Those articles are by Warren Potter, a coach writing about pistol shooting (but I don't see why most of the trigger advice wouldn't apply to rifles.) Gary Anderson and many of the other greats lectured the Juniors at an Olympics team trials in the '70's and the lectures were transcribed and sold in two volumns as "Schiessport Schull" I and II. They were expensive, available only by mail and I don't know if they're still available but I'll find out. I'll gladly snail mail selected excerpts to anyone interested. There are talks by Jack Writer, Lanny Bassham, Margaret Murdock, Lones Wigger, Bill Pullum, Dave Kimes and others. Great historical document for a fan and more than a few tidbits for shooters. I think it's Anderson who stresses that thinking about follow-through BEFORE the shot breaks helps him to break it cleanly.

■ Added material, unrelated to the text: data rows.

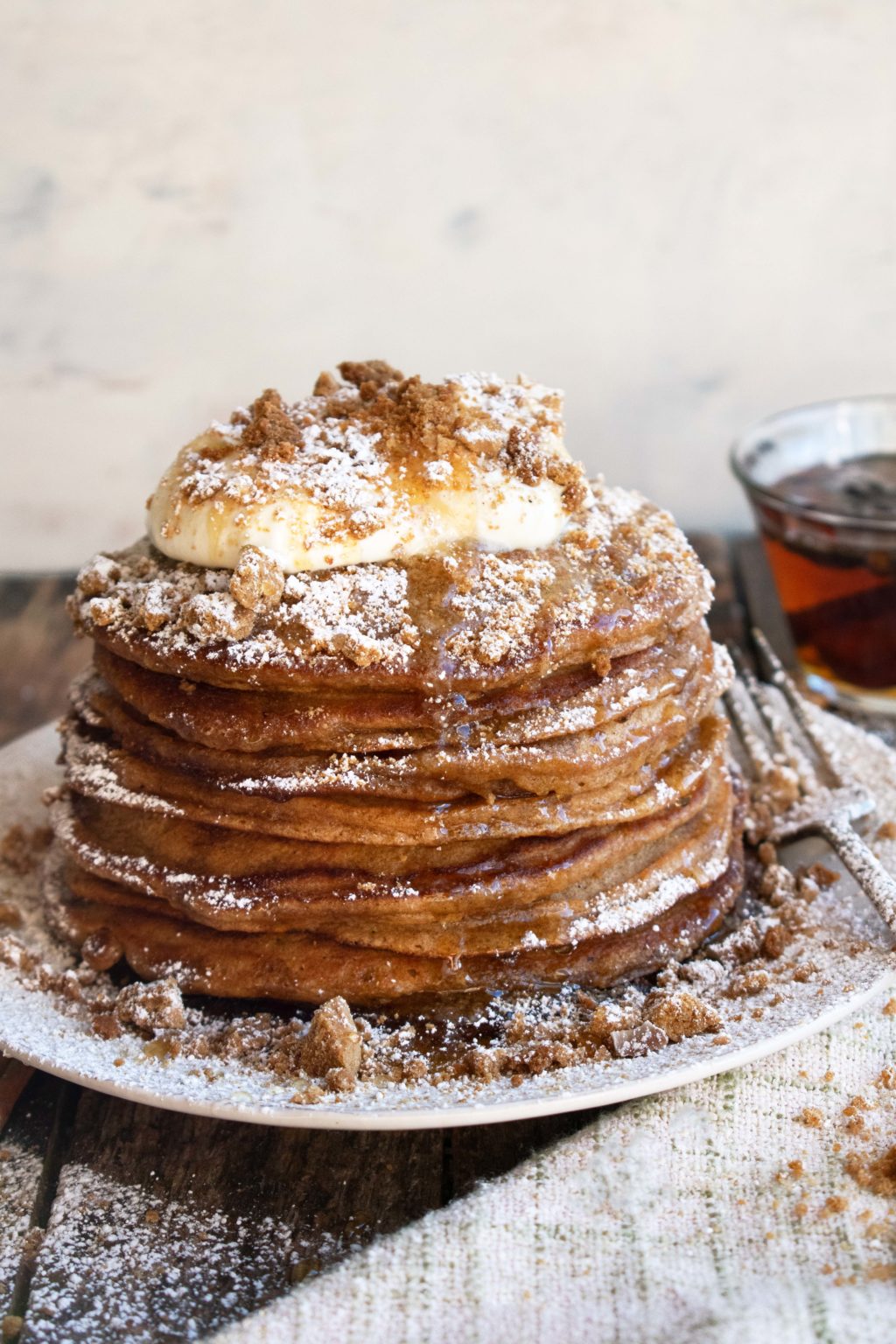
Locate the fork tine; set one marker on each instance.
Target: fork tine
(778, 732)
(788, 687)
(757, 752)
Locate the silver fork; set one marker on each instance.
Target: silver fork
(783, 742)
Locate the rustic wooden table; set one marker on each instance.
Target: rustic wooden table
(121, 1222)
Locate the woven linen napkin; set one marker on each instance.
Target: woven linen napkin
(752, 1208)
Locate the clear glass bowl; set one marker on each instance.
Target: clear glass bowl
(822, 484)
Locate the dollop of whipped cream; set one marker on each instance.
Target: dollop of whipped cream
(373, 466)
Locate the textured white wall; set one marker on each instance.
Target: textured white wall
(682, 213)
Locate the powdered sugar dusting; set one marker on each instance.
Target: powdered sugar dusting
(830, 955)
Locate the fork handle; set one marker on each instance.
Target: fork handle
(868, 872)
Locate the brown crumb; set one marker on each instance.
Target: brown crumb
(101, 950)
(878, 1175)
(20, 850)
(682, 1015)
(256, 581)
(775, 941)
(333, 1042)
(216, 616)
(822, 875)
(632, 1042)
(152, 1007)
(105, 1026)
(748, 984)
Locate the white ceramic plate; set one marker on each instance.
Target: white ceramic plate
(39, 1030)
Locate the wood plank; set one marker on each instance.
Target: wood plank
(168, 1226)
(39, 652)
(27, 1146)
(484, 1152)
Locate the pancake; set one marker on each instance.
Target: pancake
(462, 769)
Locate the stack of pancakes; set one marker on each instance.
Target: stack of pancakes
(448, 772)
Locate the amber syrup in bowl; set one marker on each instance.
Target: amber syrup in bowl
(822, 486)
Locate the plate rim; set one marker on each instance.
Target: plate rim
(459, 1115)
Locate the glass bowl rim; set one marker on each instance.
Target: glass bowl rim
(783, 501)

There's an interesting follow-through drill in "Ways of the Rifle," probably the best technical shooting book around. It involves removing the rear iris of an aperture sight, letting the target blur, and just watching the front aperture rise and fall in recoil (and then plotting each shot, the muzzle movement, not the hit. We don't care where these shots hit.) Bet we could do this with the dot and use the cheap ammo, too! It's hard just to learn to watch it and even harder to make the muzzle rise straight up and fall straight back in the same pattern...a very grueling exercise according to the book.
"Man, folks," (as Bill Calfee would say) I bet if we did enough of these very simple exercises, balance exercises, little dryfiring and what not, we'd "...find points coming thick and fast."